Lawmakers from more than a dozen states attended the Jan. 6 rally, while scores more cheered on the “Stop the Steal” movement from afar. And in the days since the insurrection, these Republicans continued to question the election while giving air to debunked claims that antifa or other leftist agitators — not pro-Trump rioters — were primarily responsible for the destruction that followed.
“I wouldn’t trust a word that comes out of the FBI’s mouth at this point,” Mark Finchem, a Republican state representative from Arizona, said when asked about an FBI briefing of House Republican Leader Kevin McCarthy that suggested no reason to believe antifa was involved.

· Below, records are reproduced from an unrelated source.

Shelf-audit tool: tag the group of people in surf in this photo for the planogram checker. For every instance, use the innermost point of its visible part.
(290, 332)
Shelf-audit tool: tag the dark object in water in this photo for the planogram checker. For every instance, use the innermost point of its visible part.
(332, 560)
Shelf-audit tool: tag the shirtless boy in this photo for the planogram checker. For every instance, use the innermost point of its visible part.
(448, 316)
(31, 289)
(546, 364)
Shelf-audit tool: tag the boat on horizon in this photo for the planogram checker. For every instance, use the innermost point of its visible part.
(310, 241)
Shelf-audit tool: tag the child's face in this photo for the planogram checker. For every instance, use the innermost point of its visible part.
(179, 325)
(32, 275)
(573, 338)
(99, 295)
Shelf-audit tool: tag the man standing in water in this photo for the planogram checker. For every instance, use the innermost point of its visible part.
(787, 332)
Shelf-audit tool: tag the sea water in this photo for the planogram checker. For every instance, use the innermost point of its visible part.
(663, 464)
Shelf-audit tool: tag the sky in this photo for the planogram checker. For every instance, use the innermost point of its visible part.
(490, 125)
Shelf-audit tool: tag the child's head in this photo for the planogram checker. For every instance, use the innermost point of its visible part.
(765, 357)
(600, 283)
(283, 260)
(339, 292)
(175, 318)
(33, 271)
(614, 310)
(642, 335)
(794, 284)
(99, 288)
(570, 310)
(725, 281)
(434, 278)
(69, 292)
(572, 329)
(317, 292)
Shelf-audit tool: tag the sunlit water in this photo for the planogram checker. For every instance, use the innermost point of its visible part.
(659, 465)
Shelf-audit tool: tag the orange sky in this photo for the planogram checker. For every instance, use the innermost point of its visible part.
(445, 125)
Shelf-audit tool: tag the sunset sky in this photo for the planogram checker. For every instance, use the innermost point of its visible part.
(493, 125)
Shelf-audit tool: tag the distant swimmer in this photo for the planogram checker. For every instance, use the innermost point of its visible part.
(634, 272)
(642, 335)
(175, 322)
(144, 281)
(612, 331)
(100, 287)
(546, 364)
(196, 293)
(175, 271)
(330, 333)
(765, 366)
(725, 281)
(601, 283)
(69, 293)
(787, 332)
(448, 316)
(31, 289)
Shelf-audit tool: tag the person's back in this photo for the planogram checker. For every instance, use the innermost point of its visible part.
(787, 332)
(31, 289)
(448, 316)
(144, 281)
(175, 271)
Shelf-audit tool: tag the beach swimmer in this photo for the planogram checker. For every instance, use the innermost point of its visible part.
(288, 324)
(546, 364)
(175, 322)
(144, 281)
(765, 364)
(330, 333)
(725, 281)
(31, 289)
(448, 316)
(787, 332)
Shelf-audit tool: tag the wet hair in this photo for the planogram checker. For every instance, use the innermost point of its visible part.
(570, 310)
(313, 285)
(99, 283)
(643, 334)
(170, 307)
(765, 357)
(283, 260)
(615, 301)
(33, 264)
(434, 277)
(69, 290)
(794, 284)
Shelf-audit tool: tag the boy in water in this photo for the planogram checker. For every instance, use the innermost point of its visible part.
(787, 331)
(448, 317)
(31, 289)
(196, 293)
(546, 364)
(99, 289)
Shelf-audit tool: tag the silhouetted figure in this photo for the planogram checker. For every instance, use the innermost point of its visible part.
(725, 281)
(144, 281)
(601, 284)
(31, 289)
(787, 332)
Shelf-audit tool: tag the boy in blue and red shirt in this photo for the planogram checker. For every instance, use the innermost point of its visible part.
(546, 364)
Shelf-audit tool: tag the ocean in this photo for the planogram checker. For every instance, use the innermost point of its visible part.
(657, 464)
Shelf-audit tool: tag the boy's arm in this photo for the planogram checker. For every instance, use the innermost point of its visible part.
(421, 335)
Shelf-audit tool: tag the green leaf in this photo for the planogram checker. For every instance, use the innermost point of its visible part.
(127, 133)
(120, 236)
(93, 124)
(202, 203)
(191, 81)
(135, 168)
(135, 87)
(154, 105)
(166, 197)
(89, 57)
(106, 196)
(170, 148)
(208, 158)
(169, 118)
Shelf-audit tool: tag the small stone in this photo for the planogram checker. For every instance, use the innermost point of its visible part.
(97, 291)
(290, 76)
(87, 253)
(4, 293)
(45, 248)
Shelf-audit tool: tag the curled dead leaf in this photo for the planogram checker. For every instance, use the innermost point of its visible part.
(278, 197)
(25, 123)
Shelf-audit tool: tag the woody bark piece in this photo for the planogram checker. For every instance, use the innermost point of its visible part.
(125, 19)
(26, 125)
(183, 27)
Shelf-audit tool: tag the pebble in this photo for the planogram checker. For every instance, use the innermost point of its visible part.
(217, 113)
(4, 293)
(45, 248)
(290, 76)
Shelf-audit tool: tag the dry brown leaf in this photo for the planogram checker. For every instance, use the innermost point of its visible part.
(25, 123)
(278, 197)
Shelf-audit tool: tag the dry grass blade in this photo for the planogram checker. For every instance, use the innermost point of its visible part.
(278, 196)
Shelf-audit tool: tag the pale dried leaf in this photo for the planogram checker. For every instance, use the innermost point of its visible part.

One week after the deadly insurrection and the certification of Joe Biden’s victory, institutionalist Republicans are desperate to move the party past the events of last week. But in statehouses across the country, the prospect of a clean break has never seemed more remote.
In Nevada, newly elected Assemblywoman Annie Black, facing calls to resign after attending the rally preceding the riot, told her supporters, “I’m not going anywhere,” defending her attendance at an event she said was “marred by some fringe elements.” In Florida, state Rep. Anthony Sabatini on Tuesday was tweeting lists of Republicans “WITH courage” and those without, the latter group including Republican Sens. Mitt Romney and Lisa Murkowski, who have been critical of Trump. He called Rep. Liz Cheney, the Wyoming Republican who plans to support Trump’s impeachment, a “national security threat.”